21 avril 2002, un bureau de vote. Les assesseurs s’inquiètent : depuis combien de temps est-il dans l’isoloir ? Quinze minutes ?!
Lui, c’est Léon Kandel (Pio Marmaï), journaliste gauchiste d’origine stéphanoise. Il hésite : Jospin, Mamère, Besancenot, Taubira… Pour qui voter ? Jospin lui paraît le plus logique, mais ses dernières paroles lui reviennent en tête : « Je suis toujours socialistes, mais mon programme n’est pas socialiste. » Notre héros est confus.
Dès les premières minutes, Nicolas Castro donne le ton : son film sera politique ou ne sera pas. Il suit quatre personnages, du victorieux 21 mai 1981 au terrible 21 avril 2002, des jeunes pleins d’espoir maintenant que la gauche est au pouvoir aux quarantenaires déçus et amers. Léon, son frère Olivier (Gaspard Proust), son meilleur pote Sylvain (Ramzy) et l’amour de sa vie Noémie (Laetitia Casta) grandissent et perdent leurs illusions dans ces « années mitterrand » qui avaient si bien commencées.
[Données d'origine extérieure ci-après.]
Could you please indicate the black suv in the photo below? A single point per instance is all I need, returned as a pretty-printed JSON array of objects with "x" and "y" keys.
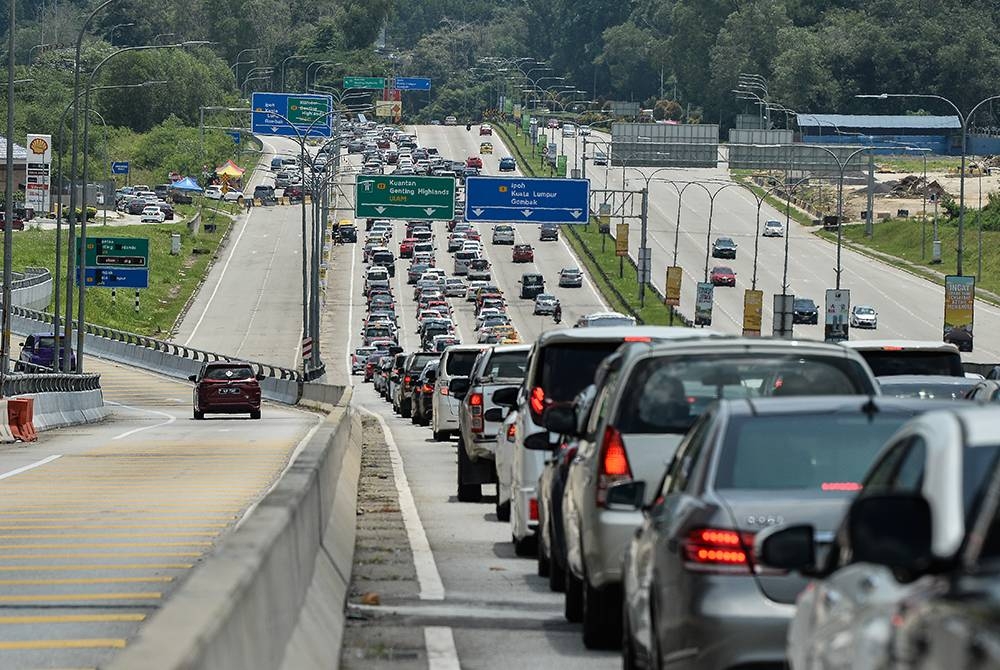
[{"x": 531, "y": 285}]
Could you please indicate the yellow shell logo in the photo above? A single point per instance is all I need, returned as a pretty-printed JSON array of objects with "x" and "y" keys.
[{"x": 39, "y": 146}]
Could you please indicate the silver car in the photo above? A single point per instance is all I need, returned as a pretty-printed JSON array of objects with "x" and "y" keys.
[{"x": 649, "y": 404}]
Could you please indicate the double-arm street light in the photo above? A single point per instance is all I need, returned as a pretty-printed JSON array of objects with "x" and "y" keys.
[{"x": 964, "y": 120}]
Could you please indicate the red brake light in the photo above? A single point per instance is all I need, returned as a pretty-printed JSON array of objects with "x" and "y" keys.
[{"x": 713, "y": 549}]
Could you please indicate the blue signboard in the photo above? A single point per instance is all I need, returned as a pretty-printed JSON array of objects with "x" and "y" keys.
[
  {"x": 523, "y": 200},
  {"x": 292, "y": 114},
  {"x": 413, "y": 84},
  {"x": 117, "y": 277}
]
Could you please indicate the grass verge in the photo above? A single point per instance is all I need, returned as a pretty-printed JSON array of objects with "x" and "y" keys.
[{"x": 601, "y": 263}]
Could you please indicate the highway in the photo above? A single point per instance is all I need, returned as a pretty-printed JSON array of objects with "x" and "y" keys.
[
  {"x": 909, "y": 307},
  {"x": 495, "y": 606}
]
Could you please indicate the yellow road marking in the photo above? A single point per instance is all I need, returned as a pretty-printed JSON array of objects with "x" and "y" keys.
[
  {"x": 83, "y": 580},
  {"x": 53, "y": 597},
  {"x": 72, "y": 618},
  {"x": 96, "y": 566},
  {"x": 96, "y": 643}
]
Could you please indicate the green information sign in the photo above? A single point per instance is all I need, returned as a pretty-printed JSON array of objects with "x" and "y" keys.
[
  {"x": 364, "y": 82},
  {"x": 124, "y": 251},
  {"x": 404, "y": 197},
  {"x": 307, "y": 110}
]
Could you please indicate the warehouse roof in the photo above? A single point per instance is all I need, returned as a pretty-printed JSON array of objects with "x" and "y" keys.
[{"x": 878, "y": 121}]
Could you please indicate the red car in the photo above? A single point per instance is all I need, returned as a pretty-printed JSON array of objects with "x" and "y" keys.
[
  {"x": 406, "y": 247},
  {"x": 226, "y": 387},
  {"x": 523, "y": 253},
  {"x": 722, "y": 276}
]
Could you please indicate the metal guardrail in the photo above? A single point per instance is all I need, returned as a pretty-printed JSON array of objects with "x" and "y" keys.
[{"x": 169, "y": 348}]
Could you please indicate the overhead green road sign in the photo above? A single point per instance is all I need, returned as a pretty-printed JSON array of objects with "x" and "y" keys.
[
  {"x": 404, "y": 197},
  {"x": 364, "y": 82}
]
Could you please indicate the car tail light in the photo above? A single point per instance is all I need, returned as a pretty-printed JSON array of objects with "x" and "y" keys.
[
  {"x": 718, "y": 550},
  {"x": 614, "y": 463}
]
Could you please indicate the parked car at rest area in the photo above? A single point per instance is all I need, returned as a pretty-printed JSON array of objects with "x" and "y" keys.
[{"x": 226, "y": 387}]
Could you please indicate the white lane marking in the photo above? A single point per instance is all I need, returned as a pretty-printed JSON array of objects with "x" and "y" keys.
[
  {"x": 30, "y": 466},
  {"x": 431, "y": 587},
  {"x": 170, "y": 419},
  {"x": 440, "y": 645}
]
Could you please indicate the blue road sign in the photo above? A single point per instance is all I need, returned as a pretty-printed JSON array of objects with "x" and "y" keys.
[
  {"x": 117, "y": 277},
  {"x": 300, "y": 111},
  {"x": 523, "y": 200},
  {"x": 413, "y": 84}
]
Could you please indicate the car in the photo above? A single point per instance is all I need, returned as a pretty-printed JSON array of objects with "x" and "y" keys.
[
  {"x": 570, "y": 278},
  {"x": 804, "y": 310},
  {"x": 152, "y": 214},
  {"x": 722, "y": 275},
  {"x": 226, "y": 387},
  {"x": 545, "y": 304},
  {"x": 532, "y": 284},
  {"x": 773, "y": 228},
  {"x": 721, "y": 495},
  {"x": 724, "y": 247},
  {"x": 503, "y": 234},
  {"x": 864, "y": 316},
  {"x": 523, "y": 253},
  {"x": 921, "y": 514}
]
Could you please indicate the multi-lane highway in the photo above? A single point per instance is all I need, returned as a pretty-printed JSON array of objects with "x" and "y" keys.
[{"x": 909, "y": 307}]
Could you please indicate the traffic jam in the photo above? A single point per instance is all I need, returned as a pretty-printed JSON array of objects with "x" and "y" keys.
[{"x": 699, "y": 500}]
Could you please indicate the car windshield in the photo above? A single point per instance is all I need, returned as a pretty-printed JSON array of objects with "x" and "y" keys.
[
  {"x": 227, "y": 373},
  {"x": 666, "y": 394},
  {"x": 817, "y": 452}
]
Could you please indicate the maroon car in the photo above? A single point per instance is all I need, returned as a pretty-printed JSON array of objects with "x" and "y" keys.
[{"x": 226, "y": 387}]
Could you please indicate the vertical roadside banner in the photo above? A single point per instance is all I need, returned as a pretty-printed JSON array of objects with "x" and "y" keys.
[
  {"x": 621, "y": 239},
  {"x": 753, "y": 309},
  {"x": 703, "y": 304},
  {"x": 838, "y": 310},
  {"x": 959, "y": 310},
  {"x": 673, "y": 292},
  {"x": 38, "y": 178}
]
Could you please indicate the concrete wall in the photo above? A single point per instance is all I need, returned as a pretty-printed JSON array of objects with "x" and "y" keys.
[{"x": 273, "y": 593}]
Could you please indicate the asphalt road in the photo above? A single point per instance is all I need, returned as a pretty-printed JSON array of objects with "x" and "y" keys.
[
  {"x": 499, "y": 612},
  {"x": 909, "y": 307}
]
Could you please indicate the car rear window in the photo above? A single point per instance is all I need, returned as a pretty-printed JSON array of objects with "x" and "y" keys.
[
  {"x": 911, "y": 362},
  {"x": 816, "y": 452},
  {"x": 563, "y": 370},
  {"x": 667, "y": 394},
  {"x": 459, "y": 363}
]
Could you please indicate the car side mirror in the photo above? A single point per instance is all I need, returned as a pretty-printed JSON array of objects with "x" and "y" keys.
[
  {"x": 506, "y": 396},
  {"x": 539, "y": 442},
  {"x": 458, "y": 387},
  {"x": 626, "y": 496},
  {"x": 560, "y": 419},
  {"x": 787, "y": 547},
  {"x": 893, "y": 530}
]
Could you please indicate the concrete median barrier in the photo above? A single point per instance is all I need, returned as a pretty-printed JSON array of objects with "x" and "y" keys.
[{"x": 273, "y": 593}]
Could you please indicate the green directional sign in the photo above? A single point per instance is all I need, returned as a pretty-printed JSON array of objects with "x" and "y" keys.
[
  {"x": 307, "y": 110},
  {"x": 121, "y": 251},
  {"x": 404, "y": 197},
  {"x": 364, "y": 82}
]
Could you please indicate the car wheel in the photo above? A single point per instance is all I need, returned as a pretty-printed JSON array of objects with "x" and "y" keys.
[
  {"x": 503, "y": 511},
  {"x": 466, "y": 492},
  {"x": 602, "y": 611},
  {"x": 573, "y": 605}
]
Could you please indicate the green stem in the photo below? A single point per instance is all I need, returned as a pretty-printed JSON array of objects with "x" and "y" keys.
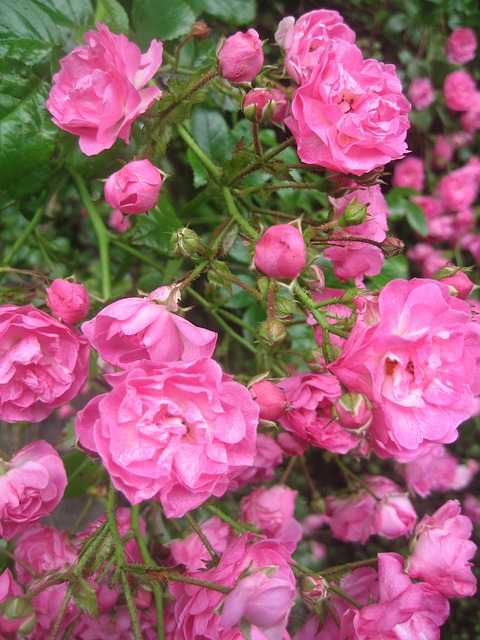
[{"x": 101, "y": 233}]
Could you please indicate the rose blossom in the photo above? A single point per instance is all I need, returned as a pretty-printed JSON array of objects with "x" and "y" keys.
[
  {"x": 350, "y": 115},
  {"x": 177, "y": 432},
  {"x": 68, "y": 300},
  {"x": 44, "y": 363},
  {"x": 421, "y": 93},
  {"x": 442, "y": 551},
  {"x": 305, "y": 39},
  {"x": 101, "y": 88},
  {"x": 134, "y": 329},
  {"x": 416, "y": 360},
  {"x": 32, "y": 483},
  {"x": 241, "y": 57},
  {"x": 134, "y": 188},
  {"x": 461, "y": 46}
]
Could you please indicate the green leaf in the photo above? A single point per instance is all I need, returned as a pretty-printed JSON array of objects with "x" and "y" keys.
[
  {"x": 232, "y": 11},
  {"x": 162, "y": 19}
]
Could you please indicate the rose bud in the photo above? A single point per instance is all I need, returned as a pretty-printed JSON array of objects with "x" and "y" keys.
[
  {"x": 68, "y": 300},
  {"x": 270, "y": 399},
  {"x": 241, "y": 57},
  {"x": 259, "y": 105},
  {"x": 135, "y": 188},
  {"x": 281, "y": 253}
]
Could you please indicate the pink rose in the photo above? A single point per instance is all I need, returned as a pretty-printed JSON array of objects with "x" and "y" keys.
[
  {"x": 241, "y": 57},
  {"x": 409, "y": 173},
  {"x": 68, "y": 300},
  {"x": 31, "y": 486},
  {"x": 271, "y": 511},
  {"x": 101, "y": 88},
  {"x": 442, "y": 551},
  {"x": 281, "y": 253},
  {"x": 135, "y": 188},
  {"x": 44, "y": 363},
  {"x": 305, "y": 39},
  {"x": 461, "y": 46},
  {"x": 134, "y": 329},
  {"x": 311, "y": 397},
  {"x": 177, "y": 432},
  {"x": 350, "y": 115},
  {"x": 421, "y": 93},
  {"x": 459, "y": 89},
  {"x": 417, "y": 363}
]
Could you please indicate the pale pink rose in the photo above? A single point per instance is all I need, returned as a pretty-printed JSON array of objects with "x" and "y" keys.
[
  {"x": 304, "y": 40},
  {"x": 263, "y": 600},
  {"x": 68, "y": 300},
  {"x": 270, "y": 399},
  {"x": 409, "y": 173},
  {"x": 241, "y": 57},
  {"x": 134, "y": 329},
  {"x": 119, "y": 221},
  {"x": 458, "y": 89},
  {"x": 101, "y": 88},
  {"x": 461, "y": 46},
  {"x": 350, "y": 115},
  {"x": 271, "y": 510},
  {"x": 352, "y": 259},
  {"x": 381, "y": 508},
  {"x": 404, "y": 610},
  {"x": 178, "y": 432},
  {"x": 44, "y": 363},
  {"x": 311, "y": 397},
  {"x": 281, "y": 252},
  {"x": 191, "y": 551},
  {"x": 421, "y": 93},
  {"x": 32, "y": 483},
  {"x": 134, "y": 188},
  {"x": 417, "y": 364},
  {"x": 442, "y": 551}
]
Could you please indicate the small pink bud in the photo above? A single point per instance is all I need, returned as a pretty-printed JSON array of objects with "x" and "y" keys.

Les déçus de la gauche mitterrandienne comme actuelle ou les traumatisés d’avril 2002 se retrouveront sans doute dans ces personnages. Les gens ayant vécu dans les années 1980-1990 de manière générale aussi. Car « Des lendemain qui chantent » est avant tout un portrait intéressant de ces années-là à travers les quatre personnages principaux. De Léon le journaliste un peu raté qui passe de « Libération » aux émissions politiques à la noix, à son frère Olivier, communicant ambitieux et opportuniste (trotskyste, il infiltre le PS pour le rendre « plus à gauche » et finit dans le cabinet de com’ de Mitterrand puis de… Vous verrez bien.), en passant par Sylvain, le fondateur de 3615 ULLA et Noémie, l’énarque prometteuse, ils sont tous, à leur manière, représentatifs d’une époque sociale et politique.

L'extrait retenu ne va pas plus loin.